If you're worried about bringing in too many results in one go, you could use Skip and Top to only get a limited number of results at a time (thus paginating your result).
It'll be retrieved when you invoke ToList or similar methods. LINQ has deferred execution:
http://weblogs.asp.net/psteele/archive/2008/04/18/linq-deferred-execution.aspx
The way - even having deferred execution and loading the entire collection from a data source in the case of an OR/M or any other LINQ provider - will be determined by the implementer of the LINQ object source.
That's, for example, some OR/M may provide lazy-loading, and that means your "entire list of customers" would be something like a cursor, and accessing one of items (an employee), and also one property, will load the employee itself or the accessed property only.

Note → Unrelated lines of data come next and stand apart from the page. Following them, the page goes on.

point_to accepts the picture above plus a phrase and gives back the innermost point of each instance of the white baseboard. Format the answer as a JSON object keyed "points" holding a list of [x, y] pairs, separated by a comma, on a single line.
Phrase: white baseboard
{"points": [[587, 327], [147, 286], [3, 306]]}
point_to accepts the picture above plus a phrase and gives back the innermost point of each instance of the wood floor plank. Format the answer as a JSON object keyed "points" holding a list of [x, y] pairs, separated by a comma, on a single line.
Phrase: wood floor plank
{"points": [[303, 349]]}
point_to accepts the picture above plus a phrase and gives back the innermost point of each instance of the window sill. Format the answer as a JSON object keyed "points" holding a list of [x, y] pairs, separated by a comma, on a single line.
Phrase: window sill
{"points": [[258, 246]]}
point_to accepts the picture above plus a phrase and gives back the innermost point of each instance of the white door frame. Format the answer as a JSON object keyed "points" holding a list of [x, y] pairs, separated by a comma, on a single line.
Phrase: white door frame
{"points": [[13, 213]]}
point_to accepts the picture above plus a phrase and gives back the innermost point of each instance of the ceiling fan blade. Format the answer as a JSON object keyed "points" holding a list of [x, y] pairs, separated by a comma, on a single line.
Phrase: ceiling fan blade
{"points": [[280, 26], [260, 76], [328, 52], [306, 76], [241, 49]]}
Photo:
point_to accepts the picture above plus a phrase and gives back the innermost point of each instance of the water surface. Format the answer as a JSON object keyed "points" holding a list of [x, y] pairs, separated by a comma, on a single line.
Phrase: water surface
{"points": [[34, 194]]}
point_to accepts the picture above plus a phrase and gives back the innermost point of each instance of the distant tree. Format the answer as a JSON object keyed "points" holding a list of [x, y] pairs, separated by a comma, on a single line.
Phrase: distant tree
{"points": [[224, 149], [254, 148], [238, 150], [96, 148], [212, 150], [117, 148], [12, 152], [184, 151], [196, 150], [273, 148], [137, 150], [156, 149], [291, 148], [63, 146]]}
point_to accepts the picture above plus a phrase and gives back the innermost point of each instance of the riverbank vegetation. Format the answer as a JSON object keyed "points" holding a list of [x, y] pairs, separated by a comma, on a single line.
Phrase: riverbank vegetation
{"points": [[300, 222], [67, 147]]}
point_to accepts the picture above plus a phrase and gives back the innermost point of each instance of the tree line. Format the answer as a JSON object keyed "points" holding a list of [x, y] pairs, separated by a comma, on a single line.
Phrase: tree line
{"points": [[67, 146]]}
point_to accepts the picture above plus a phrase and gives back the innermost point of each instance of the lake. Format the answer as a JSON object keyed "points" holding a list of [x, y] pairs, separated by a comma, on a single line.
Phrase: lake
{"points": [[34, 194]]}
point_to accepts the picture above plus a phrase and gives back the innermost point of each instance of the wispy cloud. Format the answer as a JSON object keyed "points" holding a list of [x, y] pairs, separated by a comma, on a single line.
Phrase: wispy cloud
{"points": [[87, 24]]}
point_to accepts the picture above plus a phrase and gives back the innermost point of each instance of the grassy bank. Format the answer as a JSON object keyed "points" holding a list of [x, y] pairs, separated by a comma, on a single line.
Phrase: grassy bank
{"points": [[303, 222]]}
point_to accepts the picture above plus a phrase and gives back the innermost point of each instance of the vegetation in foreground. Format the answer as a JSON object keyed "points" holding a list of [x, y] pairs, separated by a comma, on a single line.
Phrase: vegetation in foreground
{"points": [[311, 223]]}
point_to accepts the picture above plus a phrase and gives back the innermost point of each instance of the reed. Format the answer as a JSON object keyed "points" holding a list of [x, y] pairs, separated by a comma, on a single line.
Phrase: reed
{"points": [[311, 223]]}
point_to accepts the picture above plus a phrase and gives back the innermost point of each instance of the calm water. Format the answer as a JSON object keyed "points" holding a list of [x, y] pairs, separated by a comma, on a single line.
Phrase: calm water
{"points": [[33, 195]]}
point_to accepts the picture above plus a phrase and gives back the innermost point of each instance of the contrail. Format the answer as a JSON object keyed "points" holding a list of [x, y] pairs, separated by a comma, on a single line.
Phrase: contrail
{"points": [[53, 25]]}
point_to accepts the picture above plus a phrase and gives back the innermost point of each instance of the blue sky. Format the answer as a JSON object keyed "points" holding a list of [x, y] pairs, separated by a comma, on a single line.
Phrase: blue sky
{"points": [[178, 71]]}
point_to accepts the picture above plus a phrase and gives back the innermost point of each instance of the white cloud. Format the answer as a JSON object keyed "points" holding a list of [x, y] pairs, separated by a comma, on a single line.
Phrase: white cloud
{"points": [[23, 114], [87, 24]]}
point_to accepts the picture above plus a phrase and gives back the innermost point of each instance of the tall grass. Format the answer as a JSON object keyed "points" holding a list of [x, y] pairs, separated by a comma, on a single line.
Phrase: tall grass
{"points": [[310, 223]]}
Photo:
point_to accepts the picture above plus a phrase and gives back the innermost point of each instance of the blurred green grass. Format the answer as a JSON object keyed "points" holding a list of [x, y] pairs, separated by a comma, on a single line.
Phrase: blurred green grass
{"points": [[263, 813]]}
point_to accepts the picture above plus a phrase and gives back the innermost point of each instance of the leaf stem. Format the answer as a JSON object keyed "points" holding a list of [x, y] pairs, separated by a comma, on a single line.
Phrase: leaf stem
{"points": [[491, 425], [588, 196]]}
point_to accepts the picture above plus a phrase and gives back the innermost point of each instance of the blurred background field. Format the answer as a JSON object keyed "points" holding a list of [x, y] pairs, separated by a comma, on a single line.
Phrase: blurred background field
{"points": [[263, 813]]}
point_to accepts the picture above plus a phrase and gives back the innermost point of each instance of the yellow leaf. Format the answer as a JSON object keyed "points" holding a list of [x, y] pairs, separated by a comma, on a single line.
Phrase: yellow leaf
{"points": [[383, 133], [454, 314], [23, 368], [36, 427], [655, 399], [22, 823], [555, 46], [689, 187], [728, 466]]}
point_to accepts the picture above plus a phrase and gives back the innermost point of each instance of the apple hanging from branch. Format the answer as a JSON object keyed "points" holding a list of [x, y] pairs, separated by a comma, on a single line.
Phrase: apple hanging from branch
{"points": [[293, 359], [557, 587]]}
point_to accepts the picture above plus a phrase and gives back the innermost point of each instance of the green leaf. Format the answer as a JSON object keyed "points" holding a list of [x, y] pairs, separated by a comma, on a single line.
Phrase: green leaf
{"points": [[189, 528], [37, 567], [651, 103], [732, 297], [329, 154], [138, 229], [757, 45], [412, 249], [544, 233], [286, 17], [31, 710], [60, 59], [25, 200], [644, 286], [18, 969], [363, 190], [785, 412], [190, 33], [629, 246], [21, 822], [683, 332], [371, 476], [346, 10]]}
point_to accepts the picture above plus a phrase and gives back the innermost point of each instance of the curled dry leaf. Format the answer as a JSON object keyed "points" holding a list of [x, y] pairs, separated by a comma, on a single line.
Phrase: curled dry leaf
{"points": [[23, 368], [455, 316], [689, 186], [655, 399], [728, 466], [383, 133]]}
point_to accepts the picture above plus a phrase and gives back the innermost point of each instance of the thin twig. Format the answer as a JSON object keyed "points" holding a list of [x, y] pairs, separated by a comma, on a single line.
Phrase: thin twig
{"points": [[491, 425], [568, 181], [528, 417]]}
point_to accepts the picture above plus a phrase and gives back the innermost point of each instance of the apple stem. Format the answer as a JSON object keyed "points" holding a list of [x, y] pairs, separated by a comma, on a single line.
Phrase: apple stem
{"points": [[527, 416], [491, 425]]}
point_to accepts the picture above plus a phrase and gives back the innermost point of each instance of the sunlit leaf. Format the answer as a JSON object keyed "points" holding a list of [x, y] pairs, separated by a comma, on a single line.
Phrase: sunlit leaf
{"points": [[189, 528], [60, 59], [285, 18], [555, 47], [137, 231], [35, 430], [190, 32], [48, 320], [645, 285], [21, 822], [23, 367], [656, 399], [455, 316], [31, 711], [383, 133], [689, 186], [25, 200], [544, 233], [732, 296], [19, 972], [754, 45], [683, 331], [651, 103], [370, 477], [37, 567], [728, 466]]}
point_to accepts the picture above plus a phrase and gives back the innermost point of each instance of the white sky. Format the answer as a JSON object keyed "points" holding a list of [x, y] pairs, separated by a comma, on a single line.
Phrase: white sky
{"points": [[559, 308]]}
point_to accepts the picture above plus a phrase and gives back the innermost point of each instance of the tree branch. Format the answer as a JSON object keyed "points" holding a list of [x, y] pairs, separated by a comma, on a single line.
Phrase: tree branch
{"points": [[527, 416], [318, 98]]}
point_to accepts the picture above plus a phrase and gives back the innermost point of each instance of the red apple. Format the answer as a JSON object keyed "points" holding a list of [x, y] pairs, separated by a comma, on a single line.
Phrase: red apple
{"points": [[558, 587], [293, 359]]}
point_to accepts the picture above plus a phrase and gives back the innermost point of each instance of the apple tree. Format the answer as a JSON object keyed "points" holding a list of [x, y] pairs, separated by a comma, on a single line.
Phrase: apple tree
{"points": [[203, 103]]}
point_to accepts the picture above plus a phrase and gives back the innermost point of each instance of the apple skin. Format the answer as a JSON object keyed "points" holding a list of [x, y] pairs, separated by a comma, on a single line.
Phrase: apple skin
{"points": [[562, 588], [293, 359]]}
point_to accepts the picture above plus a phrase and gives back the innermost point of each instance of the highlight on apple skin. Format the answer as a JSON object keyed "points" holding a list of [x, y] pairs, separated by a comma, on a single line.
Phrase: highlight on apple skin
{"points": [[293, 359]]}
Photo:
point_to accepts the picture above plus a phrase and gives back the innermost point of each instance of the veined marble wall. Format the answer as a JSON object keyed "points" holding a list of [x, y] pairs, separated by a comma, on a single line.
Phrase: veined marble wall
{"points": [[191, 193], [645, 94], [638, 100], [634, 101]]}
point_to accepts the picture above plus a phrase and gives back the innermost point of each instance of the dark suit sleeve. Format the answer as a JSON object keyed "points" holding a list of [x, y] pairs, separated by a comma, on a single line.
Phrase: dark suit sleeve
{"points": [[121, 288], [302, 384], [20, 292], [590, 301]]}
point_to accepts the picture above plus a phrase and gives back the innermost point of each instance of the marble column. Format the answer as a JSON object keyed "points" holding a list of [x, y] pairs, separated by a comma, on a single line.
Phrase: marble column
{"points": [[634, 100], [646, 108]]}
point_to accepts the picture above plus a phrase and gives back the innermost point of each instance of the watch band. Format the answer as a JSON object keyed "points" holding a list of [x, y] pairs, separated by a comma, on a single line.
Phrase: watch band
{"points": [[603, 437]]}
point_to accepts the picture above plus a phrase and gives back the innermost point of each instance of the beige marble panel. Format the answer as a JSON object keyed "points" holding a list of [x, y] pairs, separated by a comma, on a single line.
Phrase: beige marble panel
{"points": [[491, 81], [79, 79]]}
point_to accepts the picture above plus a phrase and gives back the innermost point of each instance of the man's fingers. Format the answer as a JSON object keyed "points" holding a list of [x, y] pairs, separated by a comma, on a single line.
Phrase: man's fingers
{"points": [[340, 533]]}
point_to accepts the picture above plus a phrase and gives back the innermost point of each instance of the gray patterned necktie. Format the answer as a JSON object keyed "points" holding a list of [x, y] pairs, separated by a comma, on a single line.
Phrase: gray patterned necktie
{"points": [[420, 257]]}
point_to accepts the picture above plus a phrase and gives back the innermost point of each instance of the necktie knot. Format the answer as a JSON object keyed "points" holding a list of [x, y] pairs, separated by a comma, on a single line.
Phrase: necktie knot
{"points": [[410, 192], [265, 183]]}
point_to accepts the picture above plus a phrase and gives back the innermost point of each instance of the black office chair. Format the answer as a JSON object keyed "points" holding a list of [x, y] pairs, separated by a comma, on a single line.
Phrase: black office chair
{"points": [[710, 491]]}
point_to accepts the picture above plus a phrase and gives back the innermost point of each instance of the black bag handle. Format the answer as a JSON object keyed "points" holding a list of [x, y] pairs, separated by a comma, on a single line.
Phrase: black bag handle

But, anyway, these are the basics.
EDIT: Now I see it's a LINQ-to-SQL thing... Or I don't know if question's author misunderstood LINQ and he doesn't know LINQ isn't LINQ-to-SQL, but it's more a pattern and a language feature.
OK, now thanks to this answer I have an idea - how about mixing the function of taking a page with yield return possibilities? Here is the sample of code:
// This is the original function that takes the page
public static IEnumerable<TSource> Page<TSource>(this IEnumerable<TSource> source, int pageNumber, int pageSize) {
return source.Skip((pageNumber - 1) * pageSize).Take(pageSize);
}
// And here is the function with yield implementation
public static IEnumerable<TSource> Lazy<TSource>(this IEnumerable<TSource> source, int pageSize) {
int pageNumber = 1;
int count = 0;
do {
IEnumerable<TSource> coll = Page(source, pageNumber, pageSize);
count = coll.Count();
pageNumber++;
yield return coll;
} while (count > 0);
}
// And here goes our code for traversing collection with paging and foreach
var result = from emps in dc.Employees
where emps.age > 21
select emps;
// Let's use the 1000 page size
foreach (var emp in Lazy(result, 1000)) {
// Append this record in suitable format to the end of XML file
}
I think this way we can overcome the memory issue, yet leaving the syntaxis of foreach not so complicated.